Zoals je een veilige haven in kan varen, vlak na een angstaanjagende storm. Zoals je een warme omhelzing van een dierbare na tijden van eenzaamheid kan krijgen, precies op het juiste moment, zonder er woord aan vuil te maken. Zo zijn de boeken van John Steinbeck voor mij een vertrouwd toevluchtsoord geworden. Als ik behoefte heb aan relativering, als ik er weer even herinnerd moet worden dat het allemaal wel meevalt, dan kan ik me heerlijk verliezen in de creaties van Steinbeck. De liefde voor alles wat leeft, vooral de ongecompliceerde liefde voor datgene wat zo weinig kans maakt in de wereld, voor alles wat niet voor zichzelf lijkt te kunnen opkomen, diegenen die aan de rafelrandjes van de samenleving moeizaam voortploeteren, voor het achteloze dierenrijk dat overgeleverd aan de grillige wetten van de natuur ondanks alles altijd weer, alsof het een andere keuze heeft, zijn weg weet te vinden. En die natuuromschrijvingen komen zo weinig voor in de literatuur tegenwoordig maar zijn zo doeltreffend. Als de beslommeringen van al de mensen in die verdoolde bus van het verhaal langzaam duidelijk worden dan is er een passage als deze:
“Wezels en bontgekleurde waterslangen maakten hun hol in de greppels langs de weg, onder het hoog opgeschoten onkruid en in de avond kwamen de vogels er drinken. In de lente zaten veldleeuweriken de hele ochtend op de oude hekken en floten hun jodelend liedje. En op herfstavonden zaten houtduiven op het prikkeldraad, vlak naast elkaar over een afstand van mijlen en hun gedragen roep klonk over die mijlenlange afstand. ’s Avonds zweefden de geitenmelkers langs de greppels op zoek naar hun buit en in de duisternis speurden de kerkuilen naar konijnen.

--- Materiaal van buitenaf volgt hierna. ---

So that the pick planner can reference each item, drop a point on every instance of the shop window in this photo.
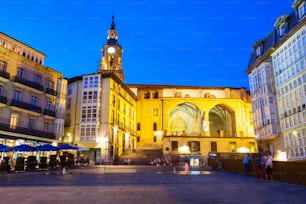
(233, 147)
(154, 126)
(174, 146)
(213, 146)
(147, 95)
(194, 146)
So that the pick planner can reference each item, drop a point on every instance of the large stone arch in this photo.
(185, 119)
(222, 121)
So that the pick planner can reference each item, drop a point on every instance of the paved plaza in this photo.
(142, 184)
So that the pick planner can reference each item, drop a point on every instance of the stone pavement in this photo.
(141, 185)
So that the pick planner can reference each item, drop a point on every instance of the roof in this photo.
(23, 43)
(273, 39)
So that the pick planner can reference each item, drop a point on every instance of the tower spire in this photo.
(113, 25)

En als er een koe ziek was, zaten de grote, lelijke aasgieren op het oude hek en wachtten op de dood.”
En wat betekenen die nutteloze, o zo menselijke problemen dan nog? Is het niet zo dat we ook zelf na een lange strandwandeling of een verfrissend ochtendje slenteren in het bos, onze perikelen op die plek achterlaten? Wat het in het verhaal doet: het schept afstand, het relativeert. Opeens worden de al te menselijke perikelen rond de verdoolde bus gedegradeerd tot wat ze zijn: banaliteiten. nietszeggende stormen in kleine glazen water.
Waar gaat het verhaal dan over? Uiteenlopende personen komen samen in een bus die vlak voor een brug onder een onstuimige rivier stil komt te staan. Steinbeck schildert een kleurrijk palet aan hoofdpersonen. Waar het in eerdere boeken die ik van Steinbeck las werkte, komt het hier minder goed uit de verf. Er zijn te veel hoofdpersonen. De focus ontbreekt. Dat maakt het verhaal minder krachtig dan het had kunnen zijn. Nergens, het is Steinbeck ten slotte, daalt het niveau zover dat ik het boek heb willen wegleggen. Maar ik kan niet anders dan erkennen dat dit niet het beste boek van Steinbeck is.